Advice to hold more cash on current market situation.



Results

  • Above expectation. 9M17 core net profit of RM62.3m (+12.7%) came in above expectation, accounting for 82% of our full-year forecast.

Deviations

  • Higher-than-expected sales volume.

Dividend

  • Declared 3rd interim DPS of 4sen (ex-date: 12 Dec 2017) bringing YTD DPS to 12sen.
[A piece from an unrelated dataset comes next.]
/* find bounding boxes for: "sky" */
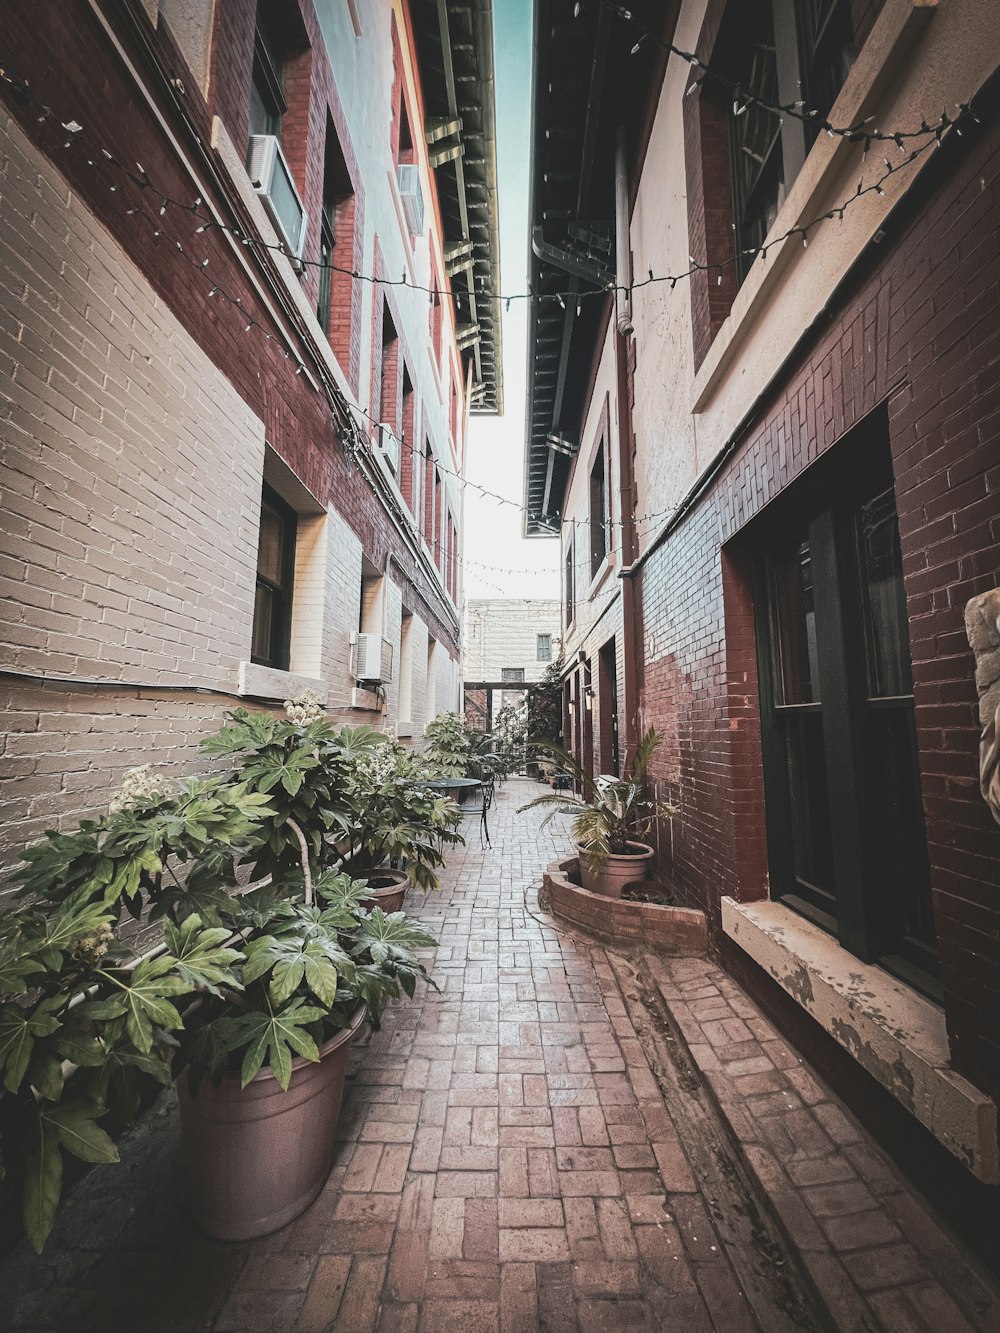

For the full-year, we project a total DPS of 26 sen, translating to dividend yield of 7.2%

Highlights

  • QoQ: Despite the stronger MYR against the US$ (3Q17: RM4.25/US$; 2Q17: RM4.32/US$), 3Q17 revenue rose by 12% to RM190.0m, while core net profit rose by 2.5% to RM19.9m mainly attributable to higher sales volume.
  • YoY: 3Q17 core net profit increased by 31.1% to RM19.9m (from RM15.2m in 3Q16), mainly attributed to i) higher production volume, ii) contribution from the new subsidiary (LGS Sdn Bhd, which only started contributing to Lii Hen’s bottomline since FY17), and iii) weaker MYR against the US$ (3Q17: RM4.25/US$; 3Q16: RM4.04/US$).
  • YTD: 9M17 core earnings rose 12.7% to RM62.3.m, due to the increased sales volume in existing and new products (upholstery sofa).
  • While labour shortage and rising raw material will remain an issue to manufacturing players including Lii Hen, we are confident that Lii Hen would be able to pull through with management’s relentless efforts in adopting effective cost management.
  • Outlook: We remain positive on Lii Hen’s earnings outlook, as the group continuously focuses on i) diversifying its product range to strengthen its market position, ii) adopting effective cost management and iii) looking for automation opportunities for its production lines.

Risks

  • (1) Escalating raw material price
  • (2) High dependency on foreign workers; and
  • (3) Stronger-than-expected MYR (against the US$).

Forecasts

  • We raise our FY17 net profit by 5.3% to account for a 2.0% higher production volume assumption. Maintain our FY18-19 earnings forecast.

Rating

BUY ()
  • We continue to like Lii Hen due to its strong balance sheet (net cash per share 44.9 sen as at 30 Sept 17), generous dividend payout (dividend yield of 6.4%) and ongoing efforts to adopt effective cost management. Moreover, we expect stable growth in the global furniture market due to growing real estate industry and increasing number of global retail stores.

Valuation

  • Reiterate BUY with an unchanged TP of RM5.04 based on 11x CY18 EPS of 45.8sen.